Trumbull Teachers Send Message: Fund Our Schools
Teachers turned out in force at a Town Council Finance Subcommittee hearing in Trumbull to discuss proposed cuts to the district’s education budget—cuts that threaten to eliminate almost 20 teaching positions. Superintendent Gary Cialfi and other administrators presented details on the staffing cuts and other reductions that were announced earlier that day.

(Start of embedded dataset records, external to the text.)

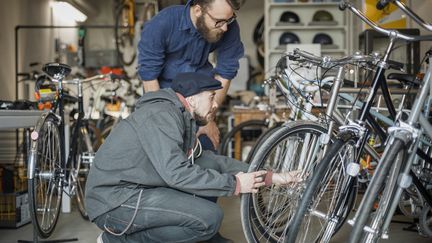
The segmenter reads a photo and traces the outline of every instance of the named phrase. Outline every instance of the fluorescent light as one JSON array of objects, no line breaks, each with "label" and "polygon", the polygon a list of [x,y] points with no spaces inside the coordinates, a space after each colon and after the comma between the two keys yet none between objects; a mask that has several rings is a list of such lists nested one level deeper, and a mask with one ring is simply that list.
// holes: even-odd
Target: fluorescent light
[{"label": "fluorescent light", "polygon": [[84,22],[87,19],[85,14],[67,2],[52,2],[52,8],[56,15],[63,18],[73,19],[77,22]]}]

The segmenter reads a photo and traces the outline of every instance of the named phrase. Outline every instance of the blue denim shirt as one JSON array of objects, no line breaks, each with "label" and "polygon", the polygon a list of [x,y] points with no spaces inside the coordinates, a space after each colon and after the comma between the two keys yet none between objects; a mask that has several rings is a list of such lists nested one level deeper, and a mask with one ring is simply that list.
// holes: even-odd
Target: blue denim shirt
[{"label": "blue denim shirt", "polygon": [[[216,67],[208,57],[216,53]],[[138,75],[141,80],[158,79],[161,88],[171,86],[179,72],[218,74],[233,79],[244,55],[237,21],[216,43],[207,42],[190,17],[190,4],[163,9],[144,25],[138,44]]]}]

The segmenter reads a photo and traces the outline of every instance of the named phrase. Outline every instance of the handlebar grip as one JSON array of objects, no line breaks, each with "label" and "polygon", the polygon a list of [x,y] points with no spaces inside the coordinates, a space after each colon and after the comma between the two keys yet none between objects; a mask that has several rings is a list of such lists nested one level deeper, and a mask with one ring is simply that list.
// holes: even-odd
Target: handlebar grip
[{"label": "handlebar grip", "polygon": [[387,64],[391,69],[395,70],[402,70],[404,68],[404,64],[401,62],[393,61],[393,60],[387,60]]},{"label": "handlebar grip", "polygon": [[378,10],[383,10],[390,3],[390,0],[379,0],[377,2],[376,8]]},{"label": "handlebar grip", "polygon": [[348,7],[348,4],[345,1],[341,1],[339,3],[339,10],[344,11]]}]

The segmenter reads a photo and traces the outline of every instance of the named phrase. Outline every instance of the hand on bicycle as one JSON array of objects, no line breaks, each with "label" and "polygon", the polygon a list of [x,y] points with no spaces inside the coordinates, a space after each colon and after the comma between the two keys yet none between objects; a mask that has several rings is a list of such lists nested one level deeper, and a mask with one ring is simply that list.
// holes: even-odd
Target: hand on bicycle
[{"label": "hand on bicycle", "polygon": [[273,173],[272,183],[275,185],[287,185],[303,181],[302,170],[293,170],[283,173]]},{"label": "hand on bicycle", "polygon": [[202,134],[205,134],[207,135],[207,137],[209,137],[210,141],[212,142],[215,148],[219,147],[220,133],[218,127],[216,126],[216,123],[213,120],[209,121],[207,125],[200,127],[198,129],[197,137],[199,137]]},{"label": "hand on bicycle", "polygon": [[267,171],[260,170],[250,173],[239,172],[236,175],[240,183],[240,193],[257,193],[258,188],[265,185],[264,178]]}]

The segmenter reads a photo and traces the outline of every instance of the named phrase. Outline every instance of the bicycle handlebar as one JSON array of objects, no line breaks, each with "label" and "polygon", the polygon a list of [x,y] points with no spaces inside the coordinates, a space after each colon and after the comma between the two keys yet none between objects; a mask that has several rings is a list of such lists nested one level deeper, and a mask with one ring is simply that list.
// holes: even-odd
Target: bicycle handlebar
[{"label": "bicycle handlebar", "polygon": [[385,28],[382,28],[378,26],[375,22],[370,20],[368,17],[366,17],[361,11],[359,11],[351,2],[342,0],[339,4],[340,10],[349,9],[351,12],[353,12],[355,15],[357,15],[361,20],[363,20],[366,24],[368,24],[370,27],[372,27],[374,30],[378,31],[379,33],[382,33],[384,35],[389,36],[390,38],[395,39],[402,39],[406,41],[430,41],[432,40],[432,35],[424,35],[424,36],[412,36],[412,35],[406,35],[398,32],[397,30],[387,30]]},{"label": "bicycle handlebar", "polygon": [[78,78],[76,78],[76,79],[71,79],[71,80],[62,80],[61,82],[63,84],[79,84],[79,83],[91,82],[91,81],[94,81],[94,80],[97,80],[97,79],[109,79],[109,80],[111,80],[111,73],[108,73],[108,74],[98,74],[98,75],[95,75],[95,76],[92,76],[92,77],[89,77],[89,78],[86,78],[86,79],[78,79]]},{"label": "bicycle handlebar", "polygon": [[378,10],[383,10],[390,3],[391,0],[379,0],[377,2],[376,8]]},{"label": "bicycle handlebar", "polygon": [[393,3],[400,8],[404,13],[406,13],[408,16],[410,16],[417,24],[419,24],[421,27],[425,28],[426,30],[432,31],[432,24],[424,21],[420,16],[418,16],[416,13],[414,13],[405,3],[401,2],[400,0],[394,0]]},{"label": "bicycle handlebar", "polygon": [[335,58],[331,56],[316,56],[307,51],[300,50],[298,48],[294,49],[293,55],[290,55],[290,60],[295,60],[296,57],[304,58],[310,62],[319,63],[324,66],[334,66],[334,65],[344,65],[352,62],[373,62],[378,61],[377,56],[372,55],[362,55],[360,53],[354,53],[350,56],[345,56],[341,58]]}]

“We are deeply troubled by the town’s decision to slash the Board of Education’s budget by $2.3 million,” said Trumbull Education Association (TEA) President John Mastrianni. “Seven nontenured teachers have already been notified that they will not be renewed for budget reasons, and the elimination of positions will cause tenured teachers throughout the district to be displaced. We are asking the committee and the Town Council to pledge to restore these critical funds and take any action possible to prevent these cuts before the budget is adopted.”
Cuts hurt kids
TEA members packed the meeting room, which was standing room only, wearing stickers that read “Cuts Hurt Kids” and “Fund Our Schools.”
“My wife and I both teach and live in Trumbull and have three kids in the school system,” said Madison Middle School teacher John Congdon. “This budget cut directly impacts students as well as my colleagues. Four teachers at my school received nonrenewal notices today.”
Fellow Trumbull parent and Trumbull High School teacher Sara Scrofani said, “When we make cuts, it hurts all the children in a district that claims to value education, and that’s why I’m here. I’m hopeful the committee and town council will make the right choices and restore some of these much-needed funds to our education budget.”
“Being a presence here with my fellow TEA members is important,” said Ryan Elementary School curriculum specialist Lisa Zielinski. “We are out here advocating for our students.”
Jane Billington, who also teaches at Ryan, added, “Teaching is not a glamorous profession, but it’s rewarding. We are in our classrooms before the school day starts and after it ends, and we work hard in and outside of school to help our students grow. We enjoy seeing their excitement about learning, and we want to make sure we have the resources to continue helping them learn and grow.”
Middlebrook Elementary school teacher and building rep Nedda Carrano said she attends town meetings to stay as informed as possible. “We can’t underestimate the value of each teacher and his or her impact on our students. All positions positively enhance our school district.”
First Selectman Vicki Tesoro stood up before the subcommittee and pledged her support to restore funds that are not needed to offset cuts proposed by the General Assembly. State lawmakers are considering reductions to town education funds and requiring towns to fund a portion of the state’s teacher pension obligations.
More ways to speak out
A public hearing is scheduled for Saturday, April 27, at 10 a.m. at Trumbull Town Hall, where members of the public can speak out about the impact of the cuts. The Board of Education will also meet to discuss the cuts on April 30 at 7 p.m., and the Town Council’s Finance Subcommittee will reconvene on May 6 at 6 p.m. to issue its final recommendations on the budget and vote to send the budget to the Town Council on May 9. The full Town Council will meet on May 9 to adopt or reject the budget.
TEA and CEA UniServ Representatives Suzanne Haviland and Herman Whitter are encouraging school employees, parents, and all members of the school community to attend the upcoming meetings as well as call and email Town Council members and ask them to restore these funds. The public is also strongly encouraged to contact state lawmakers to demand that they oppose a teacher pension cost shift to municipalities and cuts to town education funds.